A Corte di Caso, mercredi, le puissant rouleur a fait parler la poudre et surtout les watts dans le final légèrement vallonné de cette 11e étape du Giro. Il a notamment construit son succès d’étape en deux temps. Le premier en se sortant du groupe de 20, échappé depuis le 60e kilomètre, à 17 kilomètres du terme. Cette première pierre à son édifice a été apporté avec la manière car le coureur de la Garmin est parvenu, en compagnie de Daniel Oss (BMC) et Patrick Gretsch (Argos-Shimano) pendant un temps, à creuser un écart assez conséquent (plus de 2'30") en l'espace d'une dizaine de kilomètres.Le second donc en lâchant à coups de fractionnés, son dernier compère de fugue, le rapide Daniel Oss, également bon rouleur mais trop limité pour rivaliser à armes égales pour le succès d'étape. Avec ce coup de force, Navardauskas signe-là son deuxième succès en 2013. Il avait remporté le premier en Suisse, le 25 avril dernier, lors d’un sprint massif lors de la 3e étape du Tour de Romandie. Après ce fameux coup du 15 mai 2013, le Lituanien sera certainement beaucoup plus scruté et craint à l'avenir lorsqu'il prendra part à une fugue au long cours.

Ryder Hesjedal : "Ce succès n'est pas une surprise pour moi"
Pour ceux qui ne connaissent pas encore le longiligne et puissant rouleur lituanien, il est temps de faire les présentations. Comme nombre de coureurs au sein du peloton, Navardauskas a plus le profil du bon équipier, l'homme de l'ombre plutôt habitué à protéger et rouler pour son leader (Ryder Hesjedal, Thomas Danielson et Daniel Martin au sein de la Garmin). Et il y a cet autre visage, celui aperçu entre Tarvisio et Vajont, où le bon équipier se transforme en homme de main, en potentiel sauveur au sein d'une formation qui accumule les déconvenues depuis le grand départ de Naples. La polyvalence et la volonté de ce spécialiste du contre-la-montre, souvent plébiscité par ses équipiers, lui assurent en tous cas depuis 2007, et ses débuts chez les professionnels, un joli palmarès de 12 victoires (dont trois titres de champion de Lituanie, deux sur route en 2007 et 2011, un en contre-la-montre en 2012). En 2010, après trois saisons passées en Continental Pro, Navardauskas a même fait un détour en France sous les couleurs du Vélo Club La Pomme Marseillaise à l'image de Daniel Martin, Daryl Impey ou encore Nicolas Roche (autrefois équipe amateur et devenue équipe Continentale depuis 2011). Ce bref passage dans l'Hexagone lui a valu de devenir numero 1 "français" devant un certain Tanel Kangert (aujourd'hui chez Astana) ou des espoirs d'alors comme Arnaud Demare et Nacer Bouhanni.

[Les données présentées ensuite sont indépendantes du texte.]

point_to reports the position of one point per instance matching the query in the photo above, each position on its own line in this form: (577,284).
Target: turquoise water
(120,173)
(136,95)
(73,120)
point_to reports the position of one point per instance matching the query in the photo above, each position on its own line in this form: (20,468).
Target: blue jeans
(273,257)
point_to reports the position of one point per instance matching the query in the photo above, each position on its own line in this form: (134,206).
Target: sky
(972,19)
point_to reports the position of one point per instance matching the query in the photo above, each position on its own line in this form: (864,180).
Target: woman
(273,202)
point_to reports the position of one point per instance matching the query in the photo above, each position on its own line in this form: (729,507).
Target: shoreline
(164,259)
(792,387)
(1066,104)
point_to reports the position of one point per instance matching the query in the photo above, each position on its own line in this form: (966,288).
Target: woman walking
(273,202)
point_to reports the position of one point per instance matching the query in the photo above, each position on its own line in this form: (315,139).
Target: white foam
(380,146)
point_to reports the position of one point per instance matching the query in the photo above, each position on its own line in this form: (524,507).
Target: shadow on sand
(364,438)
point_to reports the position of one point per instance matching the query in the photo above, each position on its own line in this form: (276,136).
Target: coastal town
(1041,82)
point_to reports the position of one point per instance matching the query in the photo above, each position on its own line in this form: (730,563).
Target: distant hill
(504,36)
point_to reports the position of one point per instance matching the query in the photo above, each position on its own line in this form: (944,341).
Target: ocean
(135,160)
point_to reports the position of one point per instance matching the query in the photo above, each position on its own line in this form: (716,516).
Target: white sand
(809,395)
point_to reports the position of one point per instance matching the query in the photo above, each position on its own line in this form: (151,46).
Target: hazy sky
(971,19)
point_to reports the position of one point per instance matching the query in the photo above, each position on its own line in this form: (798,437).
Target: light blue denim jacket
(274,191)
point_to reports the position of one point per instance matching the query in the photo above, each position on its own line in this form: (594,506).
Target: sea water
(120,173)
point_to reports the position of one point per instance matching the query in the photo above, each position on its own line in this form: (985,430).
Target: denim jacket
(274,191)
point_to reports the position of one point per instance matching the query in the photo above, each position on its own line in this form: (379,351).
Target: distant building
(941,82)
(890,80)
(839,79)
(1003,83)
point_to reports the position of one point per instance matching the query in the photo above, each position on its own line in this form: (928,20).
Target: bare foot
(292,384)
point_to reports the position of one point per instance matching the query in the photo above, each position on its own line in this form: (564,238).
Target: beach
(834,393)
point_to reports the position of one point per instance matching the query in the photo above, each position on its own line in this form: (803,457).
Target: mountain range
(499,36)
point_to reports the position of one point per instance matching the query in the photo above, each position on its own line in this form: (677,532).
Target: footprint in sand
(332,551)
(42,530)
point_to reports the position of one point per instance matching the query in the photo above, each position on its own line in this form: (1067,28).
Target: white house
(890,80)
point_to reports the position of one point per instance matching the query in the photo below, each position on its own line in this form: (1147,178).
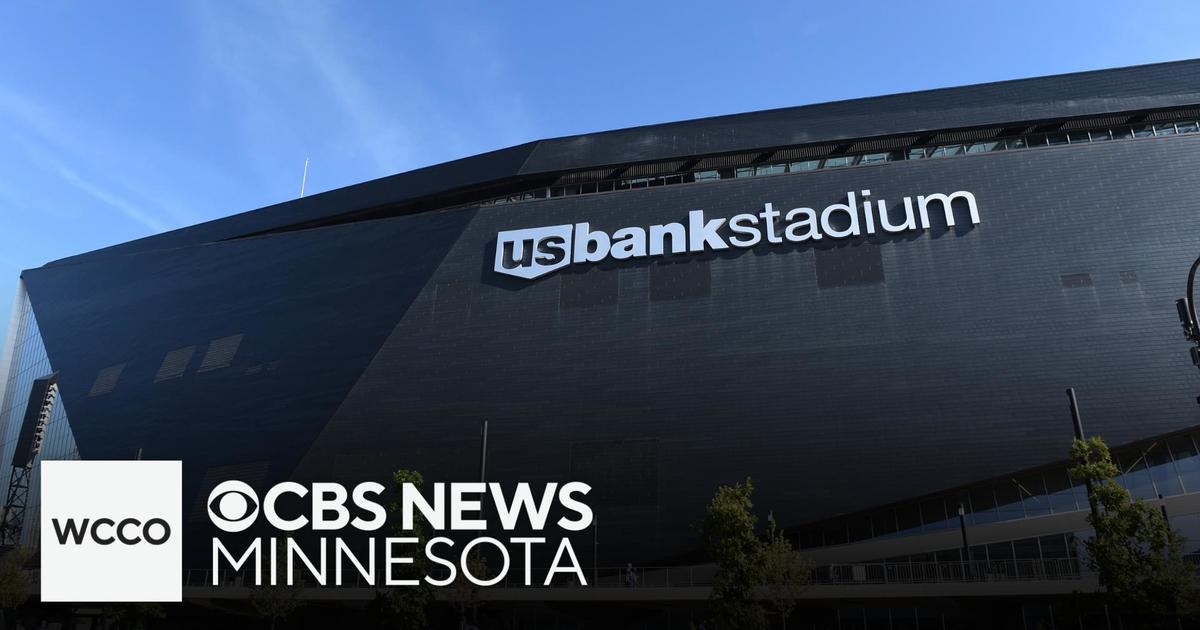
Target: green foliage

Le coureur de la Garmin, à la progression constante, s'est toujours montré à son avantage lors des grand tours, en passant notamment très souvent à l'offensive. Bien entouré par une armée de rouleurs (Zabriskie, Vandevelde et Millar), il a aussi pleinement contribué aux succès de la Garmin, lors des contres-la-montre par équipes, du Tour de France 2011 aux Essarts ainsi que sur celui du Giro 2012 à Vérone. L'année dernière, même si dans l'esprit de beaucoup l'image est oubliée, il s'était paré du maillot rose pendant deux jours en début d'épreuve. Tout cela avant d'aider Ryder Hesjdedal à devenir le premier canadien à remporter le Giro à Milan. Un année plus tard, Hesjedal a donc rendu hommage à son dévoué partenaire dans un entretien donné à Cycling Weekly. "Aujourd'hui, il a parfaitement représenté l'équipe et tout fait pour qu'elle gagne. Ramunas a été incroyable, il a eu une opportunité et l'a transformée. Ce n'est pas une surprise pour moi". Avant d'ajouter. "Faire ce qu'a fait Ramunas aujourd'hui... c'est un travailleur désintéressé. J'ai été heureux de l'aider ce mercredi. Je suis allé chercher les bouteilles pour l'équipe après 50 kilomètres courus à très haute vitesse dans le peloton. Je lui ai tendu une bouteille juste avant qu'il parte dans l'échappée (...)". Parfait plan de rechange de cette formation Garmin, Navardauskas a donc revêtu les habits de lumière pour au moins une étape. Et qui nous dit que cet ogre en devenir n'a pas fini de lever les bras ?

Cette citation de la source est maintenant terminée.